Still, his first capture had proven useful in its own way. Rondarr activated his translation collar and practiced reciting the timid male's language.

"Oh god, don't kill me! Please don't kill me!"

Rondarr shook his head. Too rough, too guttural. He needed to sound more like the locals if he intended to walk among them. Adjusting the settings for tone and pitch, Rondarr recited another phrase.

"She was right! It really was an alien! You were right, Nikkeeeeee."

Rondarr flinched. The circuitry didn't seem to care for the hard 'k' consonant, but now his voice projected just like the young male. On to the final step. Checking that the motion sensors clipped around his body were secure, Rondarr initiated his holo-cloak. The air shimmered as a three-dimensional projection of the male materialized over his body, limbs and muscles moving in time with his own.

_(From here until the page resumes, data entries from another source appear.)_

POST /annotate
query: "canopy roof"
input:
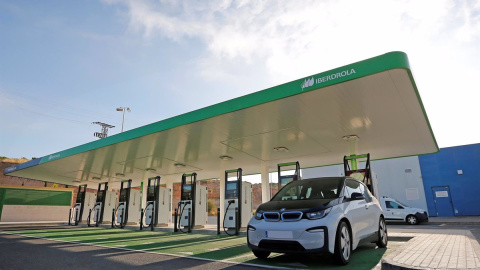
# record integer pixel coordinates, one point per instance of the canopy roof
(375, 99)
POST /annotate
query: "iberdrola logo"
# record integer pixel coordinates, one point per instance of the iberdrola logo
(307, 83)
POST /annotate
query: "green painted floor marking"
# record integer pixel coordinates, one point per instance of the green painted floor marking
(214, 247)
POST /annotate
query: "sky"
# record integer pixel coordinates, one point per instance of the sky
(66, 64)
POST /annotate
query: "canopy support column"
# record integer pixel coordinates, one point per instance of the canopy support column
(265, 183)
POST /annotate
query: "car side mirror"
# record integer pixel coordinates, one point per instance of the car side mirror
(356, 196)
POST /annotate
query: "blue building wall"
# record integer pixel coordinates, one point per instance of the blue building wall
(440, 170)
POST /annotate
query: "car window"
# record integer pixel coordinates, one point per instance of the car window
(365, 193)
(393, 205)
(352, 186)
(327, 188)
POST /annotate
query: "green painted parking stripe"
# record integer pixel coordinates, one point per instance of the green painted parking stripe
(232, 249)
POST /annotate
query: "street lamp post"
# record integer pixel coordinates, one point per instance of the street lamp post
(123, 109)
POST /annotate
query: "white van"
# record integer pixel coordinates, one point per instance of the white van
(396, 211)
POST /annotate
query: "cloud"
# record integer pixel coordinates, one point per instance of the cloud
(287, 40)
(308, 35)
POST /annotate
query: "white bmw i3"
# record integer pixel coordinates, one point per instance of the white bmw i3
(331, 214)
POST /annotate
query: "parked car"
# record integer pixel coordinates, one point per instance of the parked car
(398, 212)
(333, 214)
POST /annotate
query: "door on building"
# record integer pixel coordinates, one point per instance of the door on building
(443, 201)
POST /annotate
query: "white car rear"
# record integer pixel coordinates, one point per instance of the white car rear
(396, 211)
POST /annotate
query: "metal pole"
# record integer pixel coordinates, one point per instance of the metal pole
(189, 220)
(123, 222)
(175, 219)
(152, 223)
(218, 221)
(123, 119)
(113, 218)
(98, 218)
(236, 221)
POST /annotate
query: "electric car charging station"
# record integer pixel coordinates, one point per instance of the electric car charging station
(104, 205)
(306, 119)
(157, 211)
(287, 178)
(76, 212)
(238, 202)
(350, 166)
(129, 199)
(193, 206)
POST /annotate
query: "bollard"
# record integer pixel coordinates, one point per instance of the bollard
(189, 220)
(236, 221)
(175, 219)
(218, 221)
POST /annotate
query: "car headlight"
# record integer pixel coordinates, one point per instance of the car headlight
(318, 214)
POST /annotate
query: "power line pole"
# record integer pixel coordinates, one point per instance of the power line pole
(104, 132)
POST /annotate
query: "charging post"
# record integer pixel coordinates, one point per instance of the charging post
(121, 211)
(193, 206)
(238, 201)
(151, 208)
(79, 206)
(98, 209)
(351, 168)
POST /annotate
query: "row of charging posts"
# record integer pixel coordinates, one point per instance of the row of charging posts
(158, 201)
(104, 205)
(193, 201)
(238, 203)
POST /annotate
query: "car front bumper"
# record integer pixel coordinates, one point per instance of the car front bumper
(287, 237)
(422, 217)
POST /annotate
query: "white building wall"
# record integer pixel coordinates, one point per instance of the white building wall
(398, 178)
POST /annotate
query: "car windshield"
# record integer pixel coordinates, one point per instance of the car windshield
(310, 189)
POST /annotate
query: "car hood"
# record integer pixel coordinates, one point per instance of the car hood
(302, 205)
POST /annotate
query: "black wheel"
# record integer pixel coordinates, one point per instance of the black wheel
(412, 220)
(382, 234)
(261, 254)
(343, 244)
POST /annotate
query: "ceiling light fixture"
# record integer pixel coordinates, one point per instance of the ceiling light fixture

Stomping over to the cryo tube, Rondarr rubbed the frost from the glass to make sure he'd properly copied the male's likeness. Dark skin, rope-like hair and an odd, plastic medallion hung around the neck. Rondarr smiled and brought the mammal's stolen communication device to his ear to practice one last phrase.

"Hey Boss, got to the site a little early. Call me when you can. Anton, signing off!"

Rondarr twisted his new face into a smile and peered at his flash-frozen mirror image, starring back in a hideous scream.

"Let's find ourselves a female, shall we, Anton?"